Para o Guilherme atual, de 49 anos, a "coroa" de alienado é do novelista Manoel Carlos. "E ninguém tasca".
Os cariocas vividos por atores com sobrenomes Gianecchini, Fischer e Dieckmann... Pré-requisito para viver um 'típico carioca' na novela das nove: não parecer um 'típico carioca'. Nada contra descendentes de italianos, por favor, só questiono o padrão de beleza eurocêntrico do Projac.
E o carro, que estava com o IPVA em dia, e encheu de "água da chuva misturada à água de esgoto"?
O carro, um Gol "bolinha" comprado pelo pai dele em 1997, mais que apenas um meio de transporte, tinha valor sentimental —e resiste até hoje, ainda sob a posse de Guilherme.
Meu pai morreu em 2003, e eu não tinha carteira de motorista. Por dois anos, o Gol ficou parado na garagem. Os funcionários do condomínio cuidavam bem dele, limpavam.

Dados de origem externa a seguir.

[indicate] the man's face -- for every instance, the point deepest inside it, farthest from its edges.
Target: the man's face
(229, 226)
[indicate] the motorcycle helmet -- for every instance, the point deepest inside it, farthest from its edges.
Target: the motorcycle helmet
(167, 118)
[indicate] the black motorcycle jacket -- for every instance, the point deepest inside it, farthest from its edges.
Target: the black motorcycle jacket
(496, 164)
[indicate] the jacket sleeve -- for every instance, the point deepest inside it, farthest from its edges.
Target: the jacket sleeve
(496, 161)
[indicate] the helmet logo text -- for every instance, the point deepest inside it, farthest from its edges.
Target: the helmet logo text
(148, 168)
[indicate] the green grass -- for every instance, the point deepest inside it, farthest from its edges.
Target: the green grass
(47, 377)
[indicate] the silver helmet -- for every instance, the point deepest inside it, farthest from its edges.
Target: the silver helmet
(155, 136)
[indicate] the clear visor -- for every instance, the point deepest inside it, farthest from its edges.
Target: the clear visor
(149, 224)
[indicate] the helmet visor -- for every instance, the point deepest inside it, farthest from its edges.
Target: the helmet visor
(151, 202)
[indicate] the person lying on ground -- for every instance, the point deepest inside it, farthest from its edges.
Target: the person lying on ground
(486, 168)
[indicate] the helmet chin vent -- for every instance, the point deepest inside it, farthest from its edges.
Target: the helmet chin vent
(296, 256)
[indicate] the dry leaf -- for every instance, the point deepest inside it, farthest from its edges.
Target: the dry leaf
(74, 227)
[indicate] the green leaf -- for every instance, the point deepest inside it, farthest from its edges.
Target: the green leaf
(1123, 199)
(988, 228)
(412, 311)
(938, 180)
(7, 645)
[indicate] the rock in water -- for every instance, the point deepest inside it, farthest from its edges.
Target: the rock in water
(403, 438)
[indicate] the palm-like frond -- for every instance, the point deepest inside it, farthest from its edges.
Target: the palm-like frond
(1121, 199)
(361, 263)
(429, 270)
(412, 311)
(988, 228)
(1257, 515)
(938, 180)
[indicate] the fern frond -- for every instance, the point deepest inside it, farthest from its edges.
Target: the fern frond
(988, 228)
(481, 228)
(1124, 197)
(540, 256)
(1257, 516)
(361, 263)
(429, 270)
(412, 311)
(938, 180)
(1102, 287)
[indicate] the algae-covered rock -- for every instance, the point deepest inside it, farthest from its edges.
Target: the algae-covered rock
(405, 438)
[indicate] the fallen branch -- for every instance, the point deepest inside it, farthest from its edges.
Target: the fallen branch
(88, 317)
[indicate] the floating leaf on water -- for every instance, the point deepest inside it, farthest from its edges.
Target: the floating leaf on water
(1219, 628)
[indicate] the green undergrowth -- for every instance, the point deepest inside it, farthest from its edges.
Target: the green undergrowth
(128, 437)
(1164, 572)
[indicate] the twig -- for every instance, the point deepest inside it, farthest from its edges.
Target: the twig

Guilherme até falou mais sobre isso em seu recém-lançado canal no YouTube.
Uma das poucas coisas que não mudaram nessa década que se passou foi a relação de Guilherme com o Rio.
Fico tão louco com o Rio que às vezes tenho vontade de me mudar para São Paulo ou de buscar a paz em Maceió, atrás de 'um dia quente, um bom lugar para ler um livro', porque lá não tem como ser 'um dia frio'. Mas aqui estão as minhas raízes, fico na esperança de solucionarem esse caos.